Dr Sutton said the shot was "genuinely our way out of this" referring to the pandemic.
He said with 150 million vaccine doses distributed worldwide, there was evidence they were safe.
"The reality is, it's gone through a really rigorous quality and safety review process," Dr Sutton said.
Anti-vaccination protests broke out nationwide on Saturday. In Melbourne, 20 people were arrested during a protest at Fawkner Park in the Melbourne suburb of South Yarra.
Protesters disrupted traffic on Toorak Road where a heavy police presence was deployed.
Two Sunday Herald Sun journalists were also handcuffed and issued with a notice of a potential $1652 fine as they attempted to cover the Melbourne rally.

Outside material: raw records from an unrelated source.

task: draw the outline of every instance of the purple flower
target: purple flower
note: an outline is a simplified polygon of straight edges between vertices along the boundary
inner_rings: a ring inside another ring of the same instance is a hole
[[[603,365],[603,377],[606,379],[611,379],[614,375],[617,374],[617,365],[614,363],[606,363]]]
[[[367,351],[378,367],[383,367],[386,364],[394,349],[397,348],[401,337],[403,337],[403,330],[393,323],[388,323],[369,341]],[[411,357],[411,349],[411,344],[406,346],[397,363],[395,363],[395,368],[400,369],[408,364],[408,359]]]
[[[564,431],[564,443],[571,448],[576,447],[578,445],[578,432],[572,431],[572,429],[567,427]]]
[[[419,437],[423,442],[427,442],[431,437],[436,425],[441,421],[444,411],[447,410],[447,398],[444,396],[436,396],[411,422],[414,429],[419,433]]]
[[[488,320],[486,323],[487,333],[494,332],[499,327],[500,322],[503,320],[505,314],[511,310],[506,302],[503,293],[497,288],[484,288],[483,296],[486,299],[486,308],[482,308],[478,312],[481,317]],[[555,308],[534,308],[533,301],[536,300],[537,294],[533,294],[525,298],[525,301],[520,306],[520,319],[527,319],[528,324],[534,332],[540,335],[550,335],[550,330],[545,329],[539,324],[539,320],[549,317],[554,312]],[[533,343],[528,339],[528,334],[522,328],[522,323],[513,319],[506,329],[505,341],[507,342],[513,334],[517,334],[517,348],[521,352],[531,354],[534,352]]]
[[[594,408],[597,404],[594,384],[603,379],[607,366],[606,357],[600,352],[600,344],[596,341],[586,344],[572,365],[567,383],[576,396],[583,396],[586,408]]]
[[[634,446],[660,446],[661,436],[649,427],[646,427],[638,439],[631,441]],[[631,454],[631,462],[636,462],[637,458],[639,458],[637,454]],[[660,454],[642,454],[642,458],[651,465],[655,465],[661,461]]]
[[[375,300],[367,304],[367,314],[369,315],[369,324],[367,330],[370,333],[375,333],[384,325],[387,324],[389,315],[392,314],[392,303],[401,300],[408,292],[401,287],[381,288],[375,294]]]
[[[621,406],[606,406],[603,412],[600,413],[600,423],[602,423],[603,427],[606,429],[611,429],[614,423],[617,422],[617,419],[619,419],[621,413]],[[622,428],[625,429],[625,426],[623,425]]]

In Sydney, disgraced celebrity chef and noted conspiracy theorist Pete Evans joined hundreds of anti-vaxxers as they marched from Hyde Park through the city, yelling "f*** Bill Gates" and holding signs that said "just say no", "coronavirus is a scam" and "vaccines kill".
"I don't have the answers. No one is coming to save you except you," Mr Evans told the crowd.
"Each and every one of you has to stand up in whatever capacity you can."
The protest comes as Australia is expected to roll out the first vaccinations on Monday.
The federal government has said the vaccine program will not be mandatory but it's likely some workplaces considered "high risk" may insist on employees getting the shot.